The high places were large platforms that we today might say resembled a small, open-air stage. They were often built on mountains or hilltops, but remains of them have also been found in valleys and on plains as well. They were originally used as sacrificial altars for the worship of idols by the Canaanite people who inhabited the land before the Israelites returned from Egypt.
For the Israelites, God had ordained the Tabernacle as the place where He would be present among His people. This tent of worship housed the Ark of the Covenant, where various significant items of divine activity were stored, as well as other divinely-instituted ritual items and furniture for use in the worship of the Lord.
Later, the Lord would allow Solomon to build a permanent temple in Israel where the divinely-ordained sacrifices and worship would occur, and which would be the promised location of the Lord’s presence.
When the Israelites returned to their promised land, the Lord demanded that they abandon all idolatry and allow no worship of false gods in the land. At times, the Israelites honored this command, but at other times they neglected it, sometimes worshipping idols instead of the Lord and at other times mixing the worship of the True God with that of false gods in various ways – a pattern in which the high places were prominent, especially among Samaritans.
One way in which these high places were used in false worship would be to place an altar to Baal or an Asherah pole alongside of an altar to the Lord. Often the worship of these false gods did not only include idolatry, but also divination, acts of sexual immorality like ritual prostitution, and acts of murder such as child sacrifice, further amplifying the repulsiveness of these acts of idolatry.
At other times, the Israelites were more subtle in their idolatry in that they would imitate the acts of worship of an idol, but direct the worship toward the Lord and His name instead.
But the Lord is not a god who receives self-appointed worship from man. Just as God saves by His choice and forgives as a pure gift, so He also specifies the methods by which His grace and forgiveness will be delivered, and thus no humanly-invented worship will suffice.
So, on a few occasions, the Lord even disciplines the people who offer the right sacrifices to the right God in a place of their own choosing, or He disciplines those who offer the wrong sacrifice to the right God in the right place, or even those who offer the right sacrifice to the right God in the right place, but who are not authorized to make such a sacrifice.
While these things occurred in the Old Testament, their example still reveals much to us about the worship of Christians in the New Testament. The clearest of these is that mixing the worship of the Triune God with that of another is expressly forbidden – for example, a Christian pastor praying jointly in a public service with a Muslim Imam, a Jewish Rabbi, or a Native Medicine Man.
It also remains that the Lord has given promises concerning the ways in which He will become present to us. The most common of these is through His Word. So, when God’s Scriptures are preached or studied, He is delivering grace to create faith and forgive sin.

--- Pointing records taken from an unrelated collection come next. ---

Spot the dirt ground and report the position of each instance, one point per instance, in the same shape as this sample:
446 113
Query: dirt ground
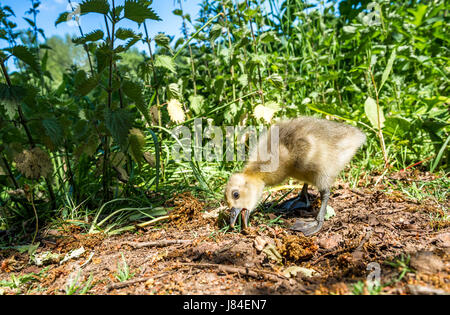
373 233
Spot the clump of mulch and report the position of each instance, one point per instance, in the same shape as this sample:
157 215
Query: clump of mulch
186 209
297 248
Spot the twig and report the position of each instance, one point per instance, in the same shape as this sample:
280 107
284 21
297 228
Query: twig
124 284
165 217
160 243
250 272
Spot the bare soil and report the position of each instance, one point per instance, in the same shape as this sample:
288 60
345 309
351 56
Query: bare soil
188 254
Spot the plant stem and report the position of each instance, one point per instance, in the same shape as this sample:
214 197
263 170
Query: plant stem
380 131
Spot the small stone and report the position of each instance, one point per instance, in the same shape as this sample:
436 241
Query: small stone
330 242
426 261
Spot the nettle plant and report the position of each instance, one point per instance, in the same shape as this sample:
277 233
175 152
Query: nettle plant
82 138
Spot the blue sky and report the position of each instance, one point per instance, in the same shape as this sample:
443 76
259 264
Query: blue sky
51 9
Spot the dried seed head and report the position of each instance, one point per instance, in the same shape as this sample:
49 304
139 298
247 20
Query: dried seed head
34 163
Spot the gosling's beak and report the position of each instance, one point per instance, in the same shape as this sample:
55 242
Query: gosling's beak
233 215
245 214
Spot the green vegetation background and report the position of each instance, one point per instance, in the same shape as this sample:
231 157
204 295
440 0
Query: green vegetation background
84 122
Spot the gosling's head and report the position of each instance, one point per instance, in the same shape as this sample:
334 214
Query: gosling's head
242 195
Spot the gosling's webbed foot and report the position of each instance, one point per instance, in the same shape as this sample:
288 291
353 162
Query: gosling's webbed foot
295 203
307 227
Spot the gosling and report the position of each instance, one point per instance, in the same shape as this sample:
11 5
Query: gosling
311 150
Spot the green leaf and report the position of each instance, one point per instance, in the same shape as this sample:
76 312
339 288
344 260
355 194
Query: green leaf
27 56
137 144
53 130
62 18
90 37
118 123
197 104
166 62
440 154
85 85
10 98
388 69
134 92
162 40
370 108
349 29
276 80
173 91
125 33
94 6
138 11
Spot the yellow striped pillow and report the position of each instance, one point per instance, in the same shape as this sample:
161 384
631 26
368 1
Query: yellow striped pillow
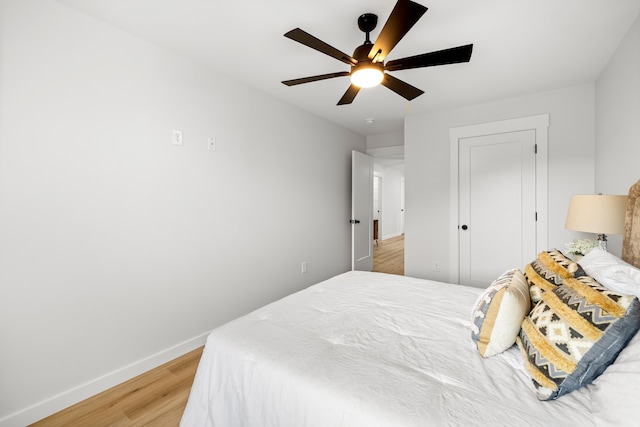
574 333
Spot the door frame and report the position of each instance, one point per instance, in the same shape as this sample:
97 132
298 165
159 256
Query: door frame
540 124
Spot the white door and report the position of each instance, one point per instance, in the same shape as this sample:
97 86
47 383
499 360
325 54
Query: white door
497 179
361 212
402 205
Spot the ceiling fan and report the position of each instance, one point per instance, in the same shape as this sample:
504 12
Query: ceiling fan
367 64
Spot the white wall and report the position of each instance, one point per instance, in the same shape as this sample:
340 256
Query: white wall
570 162
118 250
390 145
390 225
618 122
382 140
618 117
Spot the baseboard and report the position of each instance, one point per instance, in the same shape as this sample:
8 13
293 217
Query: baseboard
77 394
390 236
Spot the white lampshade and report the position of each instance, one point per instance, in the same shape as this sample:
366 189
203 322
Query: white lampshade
597 213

Similarly, the Lord’s promises are expressly attached to the Visible Word of His Sacraments. So, when Baptism is administered and when the Lord’s Supper is received, the Lord is present in a special and tangible way to apply His grace to individual Christians for the forgiveness of their sins.
These divinely-instituted methods of delivering His forgiving grace are certain and when we come into contact with Him, we can know that we are receiving Him and His promises. Common elements such as prayer and song surround these gifts, but it is to the gifts of Word, Baptism, and Supper themselves that the Lord has attached His promises. Therefore, Christian worship has them at its center, and if we seek to find the Lord elsewhere or by our own methods, we surrender the certainty of having received His Grace and run the risk of finding another spirit rather than the Lord who saves.